You are owner and CEO. You need the information to make good business decisions. Would you expect a CEO of a Fortune 500 company to be cleaning the bathroom? No. Outsource your bookkeeping. 

We do bookkeeping and reporting for business owners but that's not just a plug for us but any bookkeeping service. Get someone who can give you the information so you can grow your business not your excel knowledge. 

When it comes to software, we use Xero for our clients because it's beautiful and easy to navigate and understand. 

Originally posted by @Jeff Gates :
Originally posted by @Dawn Anastasi:

If someone who doesn't know accounting wants to do their own bookkeeping, they can keep it simple with basic programs where you write checks, enter rent deposits, etc. and the software handles the actual accounting behind the scenes.
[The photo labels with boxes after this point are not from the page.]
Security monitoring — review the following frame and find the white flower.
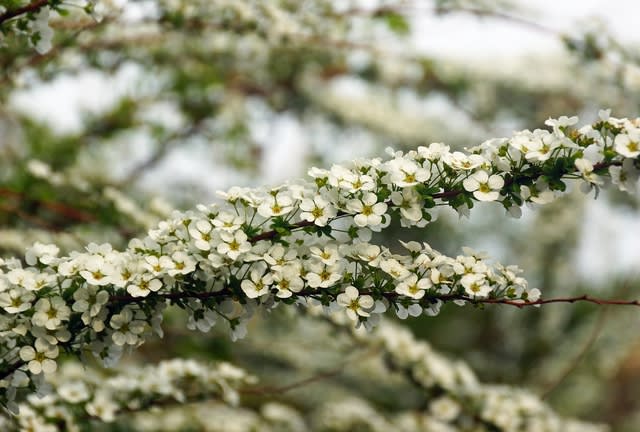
[347,192,387,227]
[429,396,461,423]
[240,265,273,298]
[57,381,89,404]
[85,390,119,423]
[0,288,35,314]
[80,255,116,286]
[418,143,449,161]
[211,212,244,232]
[189,219,213,251]
[31,296,71,330]
[71,285,109,324]
[187,299,218,333]
[442,152,487,171]
[396,303,422,319]
[300,195,337,226]
[614,128,640,158]
[575,158,603,185]
[336,285,374,321]
[109,308,146,346]
[309,244,340,265]
[380,258,410,280]
[387,158,431,187]
[544,116,579,130]
[167,251,196,276]
[460,273,491,297]
[258,192,293,218]
[391,188,426,226]
[355,243,382,267]
[127,273,162,297]
[217,230,251,260]
[609,159,640,193]
[462,170,504,201]
[29,7,53,54]
[24,242,60,266]
[305,263,342,288]
[395,274,433,300]
[273,266,304,298]
[262,243,300,270]
[20,338,59,375]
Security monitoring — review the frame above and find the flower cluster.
[0,359,255,432]
[0,112,640,412]
[0,0,99,54]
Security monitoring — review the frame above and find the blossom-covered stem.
[0,112,640,410]
[0,0,53,25]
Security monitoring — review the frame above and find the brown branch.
[540,308,608,399]
[0,0,50,25]
[238,346,380,396]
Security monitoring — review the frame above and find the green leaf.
[383,12,411,36]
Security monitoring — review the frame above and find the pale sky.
[11,0,640,278]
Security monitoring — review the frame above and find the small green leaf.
[384,12,411,36]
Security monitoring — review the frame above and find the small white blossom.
[20,338,59,375]
[336,285,374,321]
[462,171,504,201]
[347,192,387,227]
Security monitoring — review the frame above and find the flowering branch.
[0,0,53,26]
[0,112,640,412]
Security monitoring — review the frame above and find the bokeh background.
[0,0,640,432]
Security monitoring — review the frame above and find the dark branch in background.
[0,0,51,25]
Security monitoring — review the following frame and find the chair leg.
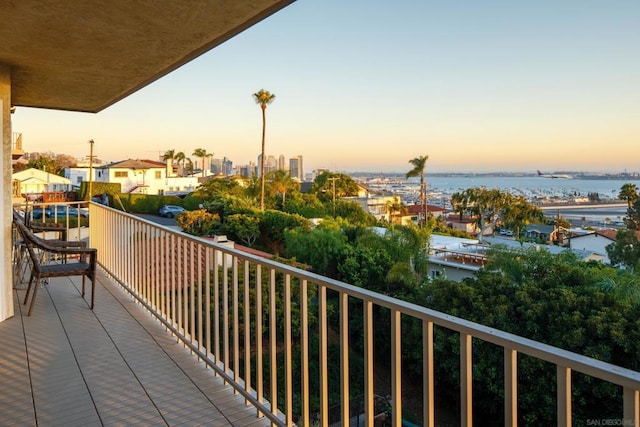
[91,273,96,310]
[22,273,33,305]
[27,276,40,316]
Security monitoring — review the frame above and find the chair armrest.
[33,235,87,248]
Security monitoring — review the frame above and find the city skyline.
[12,0,640,172]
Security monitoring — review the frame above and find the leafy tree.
[310,172,359,201]
[451,187,544,240]
[284,219,347,278]
[327,200,377,226]
[606,229,640,271]
[222,214,260,246]
[176,209,220,236]
[267,169,300,207]
[282,192,328,218]
[385,197,407,224]
[195,178,245,199]
[260,210,311,253]
[253,89,276,211]
[405,156,429,226]
[502,196,544,238]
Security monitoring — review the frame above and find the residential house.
[447,213,480,235]
[569,229,617,264]
[428,234,488,281]
[95,159,198,194]
[11,168,72,199]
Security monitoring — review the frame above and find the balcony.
[5,204,640,426]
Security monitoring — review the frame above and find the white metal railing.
[13,201,89,241]
[90,204,640,427]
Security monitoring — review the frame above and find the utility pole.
[327,176,340,218]
[89,139,94,201]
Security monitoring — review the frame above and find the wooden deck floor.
[0,273,270,426]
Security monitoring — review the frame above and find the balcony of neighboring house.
[11,132,24,160]
[0,202,640,426]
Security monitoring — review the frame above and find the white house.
[569,230,616,264]
[11,168,72,197]
[428,234,488,282]
[64,167,98,187]
[95,159,198,194]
Generally if you think about it, there are only a few basic types of transactions you do on a regular basis:

- Buy a property

- Record expenses (repairs, property taxes, utilities, etc.)

- Make deposits

- Pay down a mortgage

 Isn't buy a house and pay a mortgage a non necessity in rental property bookkeeping? 

 You have to know what your assets are and what expenses you have. Mortgage interest is an expense.

Dawn Anastasi, Core Properties, LLC | http://www.coreprop.biz | Podcast Guest on Show #29

Yes, pay a mortgage is different than interest expense. Asset accounting may not be necessary. Although depreciation expense is.